[Disclaimer: This is a satirical news piece, just for fun, read at your own risk!]

Trump Cashing In: Rivaling Walmart as Retail Vendor

The perpetual presidential candidate is cashing in on his fame, hauling in the bucks whether elected or not.

From presidential underwear to a Trump Sex Manual, 45 is cashing in.

Addressing a studio audience at the Fox News facility in Palm Beach, FL Saturday night, Former President Donald J. Trump recorded an infomercial for what stands to be a profitable final eight weeks leading up to his presidential election against Democratic nominee Kamala D. Harris in November.

trump cashing in with trading cards.
Trump cashing in with “hefty” trading cards and much more.

“I’ve got fifty all-new stunning digital trading cards — it’s really something,” Trump said on air. “These cards show me dancing and even manhandling some pussy!” The cards, while having zero intrinsic value anywhere in the known world, sell for $99 apiece and stand to garner the 45th president a pretty penny.

“Buy 15 or more of the digital cards,” Trump boasted, and he would mail the purchaser a single physical trading card.

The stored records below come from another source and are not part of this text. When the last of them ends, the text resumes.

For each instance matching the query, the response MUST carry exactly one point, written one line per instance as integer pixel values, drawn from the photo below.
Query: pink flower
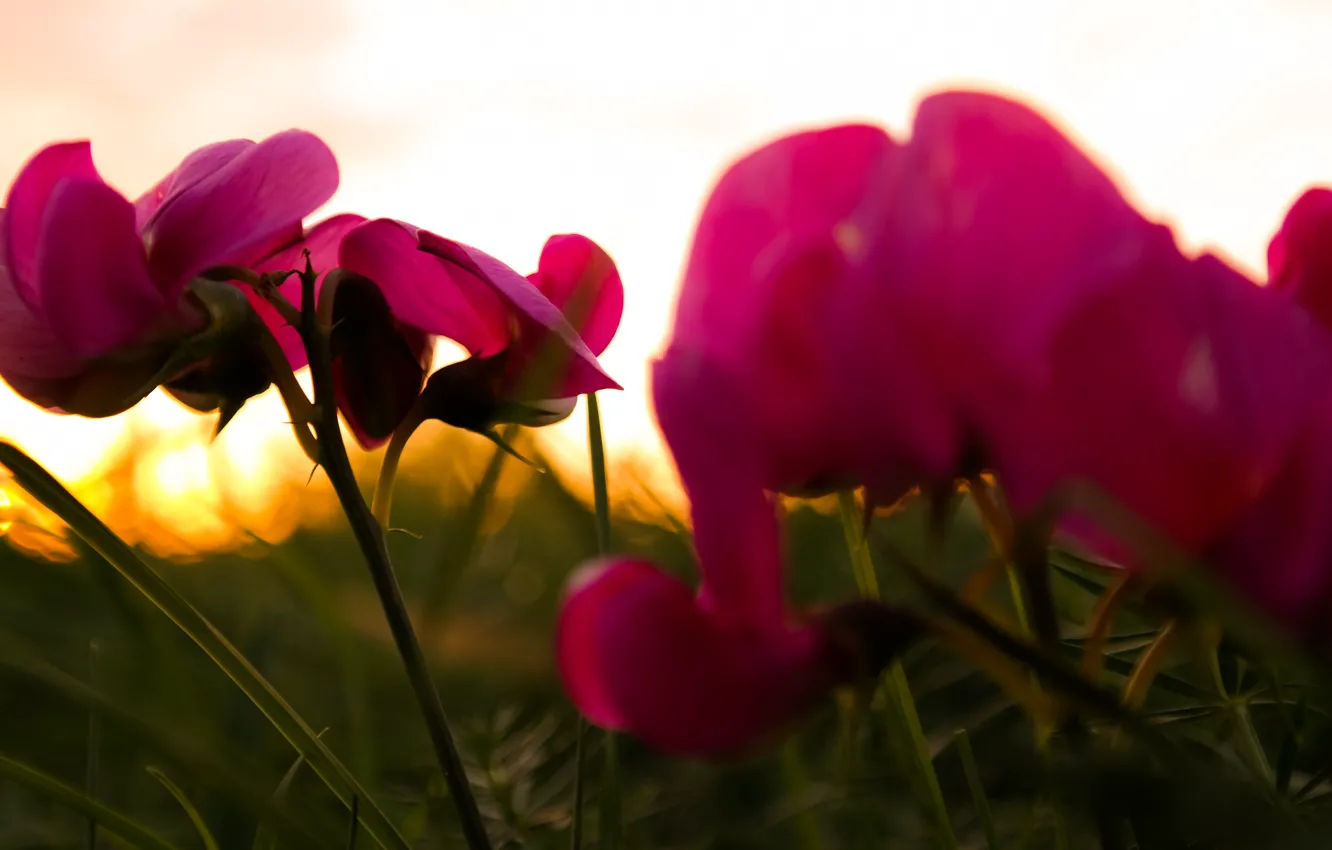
(93, 288)
(703, 674)
(753, 335)
(1178, 391)
(1299, 257)
(524, 348)
(1278, 553)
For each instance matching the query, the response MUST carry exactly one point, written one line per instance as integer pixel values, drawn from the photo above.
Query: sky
(501, 121)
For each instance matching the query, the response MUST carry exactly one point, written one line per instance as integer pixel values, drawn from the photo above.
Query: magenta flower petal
(1276, 553)
(1187, 419)
(32, 360)
(1299, 259)
(193, 168)
(581, 279)
(27, 209)
(989, 228)
(422, 291)
(95, 289)
(638, 654)
(584, 375)
(233, 213)
(734, 522)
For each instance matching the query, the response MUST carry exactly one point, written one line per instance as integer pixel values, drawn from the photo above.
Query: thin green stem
(381, 504)
(369, 537)
(1247, 742)
(600, 493)
(52, 494)
(797, 785)
(978, 789)
(895, 682)
(53, 789)
(92, 768)
(612, 816)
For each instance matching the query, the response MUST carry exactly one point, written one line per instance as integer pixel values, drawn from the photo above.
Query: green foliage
(485, 582)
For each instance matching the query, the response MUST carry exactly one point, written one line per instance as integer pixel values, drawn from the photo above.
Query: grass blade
(612, 813)
(191, 810)
(895, 682)
(107, 818)
(978, 789)
(52, 494)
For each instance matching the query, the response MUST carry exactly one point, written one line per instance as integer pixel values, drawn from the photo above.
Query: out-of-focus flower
(528, 361)
(1299, 257)
(1179, 392)
(99, 299)
(722, 670)
(750, 347)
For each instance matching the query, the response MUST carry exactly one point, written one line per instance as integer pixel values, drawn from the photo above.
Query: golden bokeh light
(610, 119)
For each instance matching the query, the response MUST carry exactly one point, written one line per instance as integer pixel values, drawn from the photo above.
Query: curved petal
(1184, 420)
(582, 372)
(95, 288)
(637, 654)
(990, 227)
(1276, 553)
(581, 279)
(795, 189)
(233, 213)
(193, 168)
(323, 241)
(25, 209)
(1299, 259)
(422, 291)
(32, 360)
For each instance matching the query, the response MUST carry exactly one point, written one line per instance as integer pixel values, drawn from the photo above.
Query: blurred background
(500, 123)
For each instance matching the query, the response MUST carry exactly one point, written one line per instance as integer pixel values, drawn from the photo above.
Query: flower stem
(381, 504)
(369, 537)
(610, 813)
(895, 682)
(1246, 737)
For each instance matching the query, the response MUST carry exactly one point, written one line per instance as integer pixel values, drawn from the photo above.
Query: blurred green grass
(484, 578)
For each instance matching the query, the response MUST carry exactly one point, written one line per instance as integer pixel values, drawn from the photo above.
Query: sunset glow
(500, 123)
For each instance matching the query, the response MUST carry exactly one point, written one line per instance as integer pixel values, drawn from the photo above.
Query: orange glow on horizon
(610, 119)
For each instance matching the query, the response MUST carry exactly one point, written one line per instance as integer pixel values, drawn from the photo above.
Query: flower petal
(582, 372)
(95, 288)
(581, 279)
(32, 360)
(425, 292)
(638, 654)
(193, 168)
(233, 213)
(735, 528)
(27, 208)
(1299, 259)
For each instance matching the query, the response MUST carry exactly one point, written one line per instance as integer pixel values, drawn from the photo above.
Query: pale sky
(502, 121)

Accompanying the physical card is a swatch of the “actual suit that I wore for the presidential debate, where I clobbered Sleepy Joe.” Said Trump: “I was gonna mail a piece of the original Cross, but that’ll have to wait…”

Trump said that if buyers purchased all 50 cards, he would send out a “pair of tighty-whities complete with a presidential semen sample.” And finally, those purchasing 75 of the non-existing cards will be invited to a dinner at his country club in Florida, where they will be wined and dined on Diet Cokes and Double Cheeseburgers. McDonald’s coupons are accepted, he said.

Trump next pulled out a hardbound volume of pictures of himself, a 360-page book called “Save America.” Trump called it “A MUST HAVE on U.S. History.” The book sells for $99 without his autograph and $499 with it. The photos include shots of Trump scolding the families of “losers and suckers” at Arlington National Cemetery and wrestling with unidentified women in the backseat of his presidential limousine during his presidency.

Profits from these various ventures go not to Trump’s 2024 campaign, but to Trump himself. Other merchandise on the auction block includes $399 gilded “No Surrender” sneakers, Trump brand Bibles, gold necklaces (“Particularly popular among inner city Negroes,” touts Trump), and even a Trump brand sex manual, called “Doin’ it Like The Donald,” which comes complete with artist’s renderings of the women in Trump’s life, in compromised positions. “If they won’t take it like a woman,” crowed Trump meaningfully, “then you gotta take it like a man!”

The infomercial also sold red felt MAGGOT hats and American flags. Trump has likewise profited by increasing membership fees at such institutions as Mar-a-Lago, where the current fee is $700,000. Said Trump philosophically: “You wanna play, you gotta pay.” And they do.